The wingspan is 20–30 mm with the forewings being blackish, variably overlain with reddish and whitish scales. The hindwings of the common form are blackish with orange streaks. This species is variable in appearance with some specimens having a rich reddish brown forewings without markings. There is a form with hindwing markings that are whitish in thin stripes from the base of the hindwing.
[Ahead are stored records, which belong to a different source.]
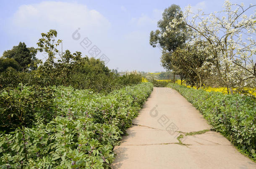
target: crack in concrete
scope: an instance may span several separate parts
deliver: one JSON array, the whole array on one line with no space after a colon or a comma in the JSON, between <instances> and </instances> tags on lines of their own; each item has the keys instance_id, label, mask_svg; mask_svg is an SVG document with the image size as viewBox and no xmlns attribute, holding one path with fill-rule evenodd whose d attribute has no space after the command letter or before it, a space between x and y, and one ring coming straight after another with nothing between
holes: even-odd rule
<instances>
[{"instance_id":1,"label":"crack in concrete","mask_svg":"<svg viewBox=\"0 0 256 169\"><path fill-rule=\"evenodd\" d=\"M155 129L155 130L162 130L162 131L165 131L165 130L162 130L162 129L154 128L153 127L149 127L149 126L146 126L141 125L138 124L134 124L132 123L131 124L133 125L133 126L141 126L142 127L147 127L148 128L152 129Z\"/></svg>"},{"instance_id":2,"label":"crack in concrete","mask_svg":"<svg viewBox=\"0 0 256 169\"><path fill-rule=\"evenodd\" d=\"M167 145L171 144L178 144L178 143L156 143L151 144L126 144L122 146L152 146L154 145Z\"/></svg>"}]
</instances>

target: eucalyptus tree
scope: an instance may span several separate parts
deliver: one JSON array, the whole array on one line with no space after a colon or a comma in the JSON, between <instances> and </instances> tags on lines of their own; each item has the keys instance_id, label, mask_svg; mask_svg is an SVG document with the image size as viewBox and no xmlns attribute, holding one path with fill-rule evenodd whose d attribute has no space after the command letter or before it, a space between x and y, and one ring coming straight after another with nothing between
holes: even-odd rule
<instances>
[{"instance_id":1,"label":"eucalyptus tree","mask_svg":"<svg viewBox=\"0 0 256 169\"><path fill-rule=\"evenodd\" d=\"M187 38L187 29L184 24L180 24L172 32L163 36L162 34L167 31L169 23L174 19L180 20L182 18L183 13L179 5L172 4L165 10L162 15L162 19L157 23L158 29L150 32L149 44L154 48L158 46L162 48L162 66L167 71L173 71L170 62L171 54L178 47L181 47L184 44ZM174 73L173 78L175 81Z\"/></svg>"}]
</instances>

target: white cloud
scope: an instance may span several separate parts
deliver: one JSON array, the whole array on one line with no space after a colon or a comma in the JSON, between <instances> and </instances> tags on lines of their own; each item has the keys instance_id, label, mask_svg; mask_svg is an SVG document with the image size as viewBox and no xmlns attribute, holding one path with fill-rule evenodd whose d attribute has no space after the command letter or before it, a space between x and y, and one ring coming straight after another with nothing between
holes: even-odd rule
<instances>
[{"instance_id":1,"label":"white cloud","mask_svg":"<svg viewBox=\"0 0 256 169\"><path fill-rule=\"evenodd\" d=\"M18 42L24 41L29 47L37 46L41 33L55 29L58 32L57 38L63 40L64 50L80 51L83 55L88 55L89 49L83 48L80 42L88 37L92 45L101 48L104 53L105 50L102 44L107 40L111 24L100 13L89 9L84 5L44 1L21 6L9 18L5 26L6 32L11 38ZM81 38L75 40L72 35L78 28ZM40 59L43 58L42 54L37 57Z\"/></svg>"},{"instance_id":2,"label":"white cloud","mask_svg":"<svg viewBox=\"0 0 256 169\"><path fill-rule=\"evenodd\" d=\"M206 8L206 3L205 1L201 1L196 4L195 5L191 6L191 12L194 13L197 13L199 9L201 9L205 10Z\"/></svg>"},{"instance_id":3,"label":"white cloud","mask_svg":"<svg viewBox=\"0 0 256 169\"><path fill-rule=\"evenodd\" d=\"M20 6L11 18L13 25L22 28L40 28L45 24L76 28L104 26L110 22L99 12L78 3L44 1Z\"/></svg>"}]
</instances>

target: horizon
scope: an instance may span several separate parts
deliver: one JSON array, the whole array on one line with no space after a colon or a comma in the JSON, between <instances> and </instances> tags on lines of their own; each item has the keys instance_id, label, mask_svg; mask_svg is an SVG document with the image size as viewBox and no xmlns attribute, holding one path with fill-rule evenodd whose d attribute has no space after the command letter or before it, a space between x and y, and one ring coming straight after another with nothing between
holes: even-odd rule
<instances>
[{"instance_id":1,"label":"horizon","mask_svg":"<svg viewBox=\"0 0 256 169\"><path fill-rule=\"evenodd\" d=\"M246 6L253 2L245 1ZM157 29L165 9L175 4L183 10L190 4L193 10L202 8L210 13L220 10L224 3L222 0L132 2L16 0L10 5L10 1L4 0L0 7L0 21L4 23L0 34L5 41L0 43L0 56L20 41L28 47L36 47L41 33L55 29L57 38L63 40L63 51L78 51L84 57L91 57L90 49L97 47L101 52L96 58L103 56L109 61L106 66L110 70L166 71L160 65L161 49L149 43L149 33ZM88 48L80 45L85 38L91 44ZM43 53L38 53L37 57L44 61Z\"/></svg>"}]
</instances>

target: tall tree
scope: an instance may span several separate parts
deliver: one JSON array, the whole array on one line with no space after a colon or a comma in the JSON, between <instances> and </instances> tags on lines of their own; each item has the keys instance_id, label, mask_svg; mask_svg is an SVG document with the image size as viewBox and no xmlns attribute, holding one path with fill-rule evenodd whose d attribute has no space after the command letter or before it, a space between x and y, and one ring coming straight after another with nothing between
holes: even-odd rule
<instances>
[{"instance_id":1,"label":"tall tree","mask_svg":"<svg viewBox=\"0 0 256 169\"><path fill-rule=\"evenodd\" d=\"M172 70L170 62L171 59L171 54L178 47L181 47L186 40L186 27L184 24L174 28L173 33L166 34L166 27L173 20L180 20L182 18L183 13L179 5L172 5L165 9L162 14L162 19L157 23L159 29L150 32L149 44L155 48L157 45L161 48L163 51L161 58L162 66L168 71ZM165 36L163 35L165 35ZM168 57L166 53L168 53ZM173 79L175 81L175 74L173 73Z\"/></svg>"},{"instance_id":2,"label":"tall tree","mask_svg":"<svg viewBox=\"0 0 256 169\"><path fill-rule=\"evenodd\" d=\"M14 59L24 71L28 66L31 63L31 58L34 53L30 51L31 48L28 48L24 42L20 42L18 46L14 46L11 50L5 51L3 54L4 58Z\"/></svg>"}]
</instances>

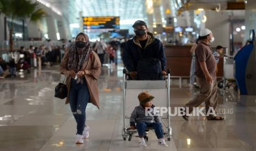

It is possible to confuse H. illita with H. atychioides where specimens of the former species have very dark hindwings. This species can be distinguished from H. bilineata as it has a larger wingspan. As this species has a labial palp that is unmodified and no metallic coloured scales on its forewings, it can also be distinguished from H. huia. H. illita can be distinguished from H. stella as H. illita has unmodified antennae and is a larger moth.

== Distribution ==
This species is endemic to New Zealand and is found throughout the North and South Islands. This species has not been recorded at Stewart Island / Rakiura.

== Behaviour ==
Adults of this species are on the wing from November until February. This species is known to fly during the day and have been observed flying over tall bushes and trees, including Coriaria ruscifolia and Kunzea ericoides, during hot, sunny days.

== Habitat and hosts ==
The larvae feed on Coriaria arborea. They feed inside a woody stem or branch of their host plant. Specimens have also been reared from galls both on a stem of Muehlenbeckia australis and on a stem of Nothofagus truncata. Specimens have also been reared from cones of the exotic species Larix decidua. The larvae pupate within the stem of the plant.